Wednesday, September 29, 2010

one helluva weekend

I had one helluva weekend.And this probably was the one helluva best weekend..so far:).Being the busy lady these days, i have practically no chance to do things i love to do, like meeting up sister and buddies up in kl, or go shopping (so not helping that people know me as someone thrifty, but hey, good shopping is still going to be a good shopping:). Well, since i am going away for my yearly escapade and haven't gotten myself any new clothes for that matter, and since sis asked me out to help organizing her open house (i was the chef.She trusted me cooking.ha..ha..), plus i do miss meeting my best bud and my housemates too (gee..so many excuses of going to kl, yeh?), then off i went:).

Wouldn't it be perfect if i just let the pictures do the talking?

Went over to Dutdut's house after the shopping spree. Look what she did for us..the pizza!!And mind you, we were attacking the food less in 5 mins after stepping foot in her house. We were sooo...ravenous.Hey, shopping does make you hungry even faster.

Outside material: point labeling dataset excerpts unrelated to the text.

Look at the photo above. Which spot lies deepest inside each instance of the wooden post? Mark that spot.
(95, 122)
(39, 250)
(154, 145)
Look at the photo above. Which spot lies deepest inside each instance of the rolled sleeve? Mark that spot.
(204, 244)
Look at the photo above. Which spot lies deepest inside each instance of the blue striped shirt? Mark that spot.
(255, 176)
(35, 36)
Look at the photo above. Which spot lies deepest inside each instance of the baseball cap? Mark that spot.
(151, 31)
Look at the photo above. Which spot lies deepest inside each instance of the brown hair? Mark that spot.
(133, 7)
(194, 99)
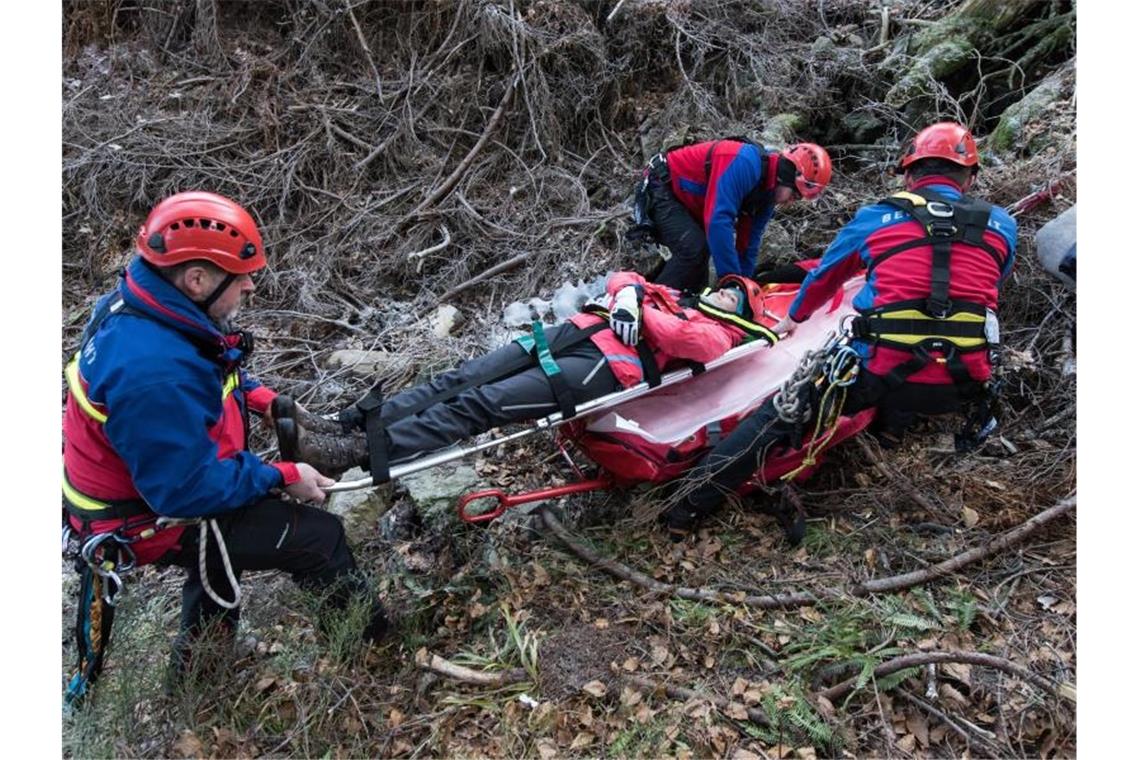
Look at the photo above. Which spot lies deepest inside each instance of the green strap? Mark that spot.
(543, 351)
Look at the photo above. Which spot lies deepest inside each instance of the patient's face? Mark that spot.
(725, 299)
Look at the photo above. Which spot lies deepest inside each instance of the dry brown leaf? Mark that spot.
(951, 694)
(595, 688)
(958, 670)
(584, 738)
(737, 711)
(188, 745)
(918, 725)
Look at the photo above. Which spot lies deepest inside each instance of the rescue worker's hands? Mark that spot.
(308, 488)
(786, 326)
(625, 315)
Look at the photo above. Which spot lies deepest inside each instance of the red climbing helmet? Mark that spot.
(202, 226)
(947, 140)
(813, 169)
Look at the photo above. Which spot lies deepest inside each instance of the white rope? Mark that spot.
(225, 560)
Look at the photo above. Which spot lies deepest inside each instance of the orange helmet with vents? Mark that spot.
(813, 169)
(949, 140)
(202, 226)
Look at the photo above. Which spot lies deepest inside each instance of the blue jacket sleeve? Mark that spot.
(843, 259)
(160, 430)
(751, 253)
(727, 191)
(1007, 227)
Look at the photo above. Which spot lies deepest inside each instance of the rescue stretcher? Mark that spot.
(654, 434)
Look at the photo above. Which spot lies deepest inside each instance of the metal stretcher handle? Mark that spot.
(507, 500)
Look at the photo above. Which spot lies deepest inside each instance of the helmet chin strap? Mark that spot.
(204, 305)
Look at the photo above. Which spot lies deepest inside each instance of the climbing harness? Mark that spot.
(817, 387)
(938, 323)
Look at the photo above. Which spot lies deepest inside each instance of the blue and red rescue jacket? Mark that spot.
(714, 180)
(156, 413)
(975, 276)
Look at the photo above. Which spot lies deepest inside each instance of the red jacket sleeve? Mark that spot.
(697, 338)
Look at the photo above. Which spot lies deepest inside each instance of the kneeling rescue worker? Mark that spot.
(155, 433)
(716, 198)
(641, 332)
(927, 331)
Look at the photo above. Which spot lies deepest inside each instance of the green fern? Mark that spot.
(912, 621)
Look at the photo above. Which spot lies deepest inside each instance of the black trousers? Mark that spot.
(676, 229)
(729, 466)
(270, 534)
(522, 395)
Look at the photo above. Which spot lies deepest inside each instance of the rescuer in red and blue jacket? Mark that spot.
(156, 421)
(715, 198)
(927, 324)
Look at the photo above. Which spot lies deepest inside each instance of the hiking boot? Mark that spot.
(285, 407)
(331, 455)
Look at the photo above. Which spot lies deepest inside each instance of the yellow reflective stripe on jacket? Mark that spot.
(75, 385)
(914, 313)
(914, 198)
(81, 501)
(231, 383)
(76, 389)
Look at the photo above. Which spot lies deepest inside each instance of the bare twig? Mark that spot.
(755, 714)
(896, 479)
(438, 664)
(449, 184)
(1003, 541)
(925, 658)
(497, 269)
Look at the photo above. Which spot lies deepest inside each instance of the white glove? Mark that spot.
(786, 326)
(625, 315)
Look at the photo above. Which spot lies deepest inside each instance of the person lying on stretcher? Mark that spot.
(638, 331)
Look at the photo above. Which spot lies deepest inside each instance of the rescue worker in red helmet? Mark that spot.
(156, 417)
(643, 331)
(715, 198)
(927, 331)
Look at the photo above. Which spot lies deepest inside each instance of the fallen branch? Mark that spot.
(807, 598)
(437, 664)
(1006, 540)
(439, 246)
(982, 735)
(497, 269)
(927, 658)
(755, 714)
(621, 571)
(449, 184)
(896, 479)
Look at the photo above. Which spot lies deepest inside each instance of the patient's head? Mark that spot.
(730, 299)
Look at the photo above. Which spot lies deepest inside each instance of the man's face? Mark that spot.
(786, 195)
(725, 299)
(231, 300)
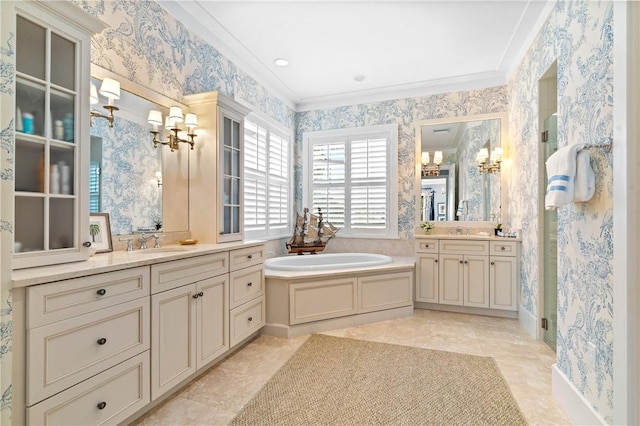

Dutdut.And no, you are not giant.haha. Giant cant make me that scrumptious pizza!And sorry for letting you know we were going over to your house in the very last minutes. And sorry if we look so unpresentable (what's with the oily faces and sweaty sweat.urghh!)

My other housemate. Been living with him and had lived together for nearly 3 years.This boy sure going to call me kolim for the long way to come.And you are such an entertainer!i MISS YOU lil boy


Food!Glorious food!!!!!

And she even baked us muffin!Right on the spot.You sure are going all the way with your breadmaker eh dutdut?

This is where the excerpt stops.